Companies that moved early — as Nestlé did in mid-2023 — now have a structural advantage: their employees are more experienced with AI tools, their AI governance frameworks are tested and refined, and their AI-generated productivity gains are compounding. Organizations that are still in "pilot mode" in 2025 are not just behind — they are letting the gap widen with every quarter.
The cost of inaction is not hypothetical. Every week a competitor's marketing team uses AI to generate ten copy variants while yours generates one manually is a week of compounding disadvantage. Every product ideation cycle that takes six months while a competitor's takes six weeks is a gap in speed-to-market that accumulates.
Frequently Asked Questions
Is NesGPT the same as ChatGPT?
NesGPT is powered by the same underlying model technology as ChatGPT (via Microsoft Azure OpenAI Service), but it is a private, secure deployment hosted within Nestlé's own controlled environment. Employee data and company information do not leave Nestlé's infrastructure — which is the fundamental difference from using ChatGPT directly.
How long did it take Nestlé to see results?

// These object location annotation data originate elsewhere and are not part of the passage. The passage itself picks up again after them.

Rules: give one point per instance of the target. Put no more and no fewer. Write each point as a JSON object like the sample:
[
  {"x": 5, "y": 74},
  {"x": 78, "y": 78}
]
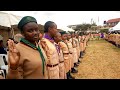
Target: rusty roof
[{"x": 113, "y": 20}]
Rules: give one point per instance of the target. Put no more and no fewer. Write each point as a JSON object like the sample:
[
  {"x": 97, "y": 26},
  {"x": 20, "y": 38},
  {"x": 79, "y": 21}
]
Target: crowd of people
[{"x": 52, "y": 55}]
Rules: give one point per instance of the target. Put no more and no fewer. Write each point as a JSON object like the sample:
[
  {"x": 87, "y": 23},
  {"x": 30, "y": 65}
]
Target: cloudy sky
[{"x": 64, "y": 18}]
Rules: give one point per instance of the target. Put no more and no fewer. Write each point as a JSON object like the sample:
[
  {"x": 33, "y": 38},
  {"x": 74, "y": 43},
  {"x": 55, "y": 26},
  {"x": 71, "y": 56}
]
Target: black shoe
[
  {"x": 78, "y": 61},
  {"x": 73, "y": 70},
  {"x": 70, "y": 76},
  {"x": 76, "y": 65}
]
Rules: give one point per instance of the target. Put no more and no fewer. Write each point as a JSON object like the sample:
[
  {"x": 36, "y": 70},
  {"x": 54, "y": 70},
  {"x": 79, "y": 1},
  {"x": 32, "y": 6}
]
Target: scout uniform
[
  {"x": 71, "y": 55},
  {"x": 66, "y": 54},
  {"x": 62, "y": 73},
  {"x": 32, "y": 63},
  {"x": 81, "y": 46},
  {"x": 78, "y": 48},
  {"x": 74, "y": 44},
  {"x": 53, "y": 58}
]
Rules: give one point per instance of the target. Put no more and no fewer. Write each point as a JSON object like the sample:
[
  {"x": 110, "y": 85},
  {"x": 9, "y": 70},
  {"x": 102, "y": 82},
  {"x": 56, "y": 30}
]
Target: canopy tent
[
  {"x": 110, "y": 29},
  {"x": 115, "y": 28},
  {"x": 7, "y": 20},
  {"x": 65, "y": 28}
]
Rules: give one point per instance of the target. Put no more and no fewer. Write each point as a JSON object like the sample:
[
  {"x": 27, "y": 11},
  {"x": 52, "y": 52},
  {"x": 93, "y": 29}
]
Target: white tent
[
  {"x": 111, "y": 29},
  {"x": 117, "y": 27},
  {"x": 65, "y": 28},
  {"x": 7, "y": 19}
]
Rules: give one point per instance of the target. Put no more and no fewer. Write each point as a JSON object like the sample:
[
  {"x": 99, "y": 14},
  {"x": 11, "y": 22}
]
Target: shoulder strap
[{"x": 34, "y": 47}]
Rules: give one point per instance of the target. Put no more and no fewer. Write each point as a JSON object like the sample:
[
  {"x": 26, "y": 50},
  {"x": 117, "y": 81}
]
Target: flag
[{"x": 98, "y": 19}]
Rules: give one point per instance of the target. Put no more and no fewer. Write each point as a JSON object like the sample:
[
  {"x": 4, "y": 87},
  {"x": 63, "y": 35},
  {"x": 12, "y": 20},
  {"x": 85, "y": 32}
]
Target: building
[{"x": 112, "y": 22}]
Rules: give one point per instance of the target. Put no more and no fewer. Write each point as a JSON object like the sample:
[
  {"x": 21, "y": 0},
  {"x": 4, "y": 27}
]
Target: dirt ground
[{"x": 101, "y": 61}]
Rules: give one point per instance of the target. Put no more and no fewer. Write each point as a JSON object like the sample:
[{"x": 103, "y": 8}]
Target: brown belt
[
  {"x": 61, "y": 61},
  {"x": 52, "y": 65}
]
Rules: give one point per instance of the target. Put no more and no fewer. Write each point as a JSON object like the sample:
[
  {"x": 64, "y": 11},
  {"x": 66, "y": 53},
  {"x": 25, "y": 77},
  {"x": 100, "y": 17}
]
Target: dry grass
[{"x": 101, "y": 61}]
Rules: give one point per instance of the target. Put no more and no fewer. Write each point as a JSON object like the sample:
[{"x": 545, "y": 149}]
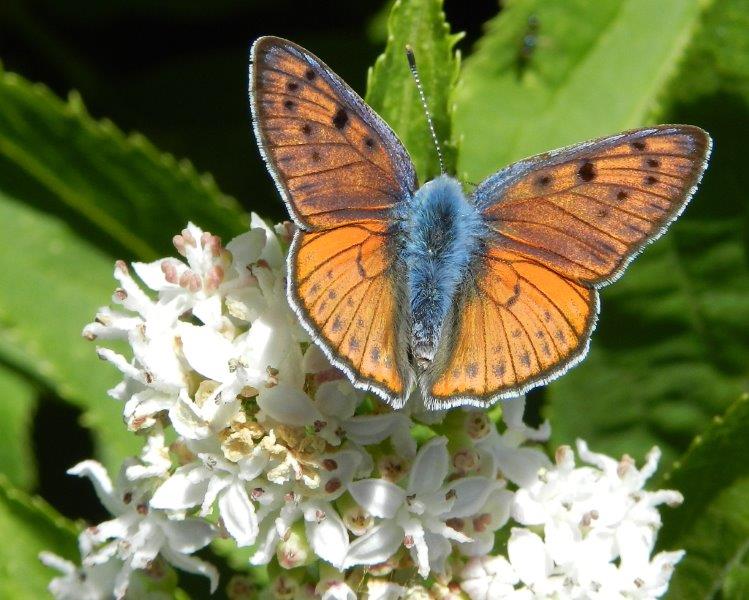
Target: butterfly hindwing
[
  {"x": 341, "y": 171},
  {"x": 332, "y": 157},
  {"x": 586, "y": 210},
  {"x": 562, "y": 225},
  {"x": 516, "y": 325}
]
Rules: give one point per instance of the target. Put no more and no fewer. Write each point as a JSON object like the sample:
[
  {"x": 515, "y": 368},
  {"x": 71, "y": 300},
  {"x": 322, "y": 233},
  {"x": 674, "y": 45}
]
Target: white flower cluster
[{"x": 251, "y": 435}]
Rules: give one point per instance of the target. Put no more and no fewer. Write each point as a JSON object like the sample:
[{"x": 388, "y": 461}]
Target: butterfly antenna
[{"x": 422, "y": 96}]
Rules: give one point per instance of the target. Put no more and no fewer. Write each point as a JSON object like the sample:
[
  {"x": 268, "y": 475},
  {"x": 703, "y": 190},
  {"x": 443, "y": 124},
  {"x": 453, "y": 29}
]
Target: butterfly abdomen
[{"x": 442, "y": 234}]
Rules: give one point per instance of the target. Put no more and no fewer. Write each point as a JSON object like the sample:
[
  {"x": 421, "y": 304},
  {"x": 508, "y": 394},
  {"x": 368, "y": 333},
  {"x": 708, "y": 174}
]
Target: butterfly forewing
[
  {"x": 332, "y": 157},
  {"x": 585, "y": 211},
  {"x": 561, "y": 225},
  {"x": 342, "y": 172}
]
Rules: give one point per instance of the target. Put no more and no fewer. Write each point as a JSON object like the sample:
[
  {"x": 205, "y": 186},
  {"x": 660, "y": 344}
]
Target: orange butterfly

The global pilot launched in May 2023 and rolled out to North American offices in August 2023. By July 2024 — roughly one year in — Nestlé published internal survey data showing 45 minutes saved per week per user and 230,000 prompts generated in three months. Meaningful results at scale emerged within about 6–12 months of launch.
Can smaller companies replicate what Nestlé did with NesGPT?
Yes — the underlying technology (Azure OpenAI Service, OpenAI's API) is available to organizations of any size. Microsoft's Copilot for Microsoft 365 provides a similar enterprise-grade deployment for companies already on the Microsoft stack. The key success factors — prompt training, measured adoption, a culture-first rollout strategy — are equally applicable to a 50-person company as to a 270,000-person multinational.
The tools Nestlé used to build NesGPT are already commercially available. What Nestlé added was organizational intent, a training program, and the discipline to measure outcomes. The technology is not the constraint — the decision to start is.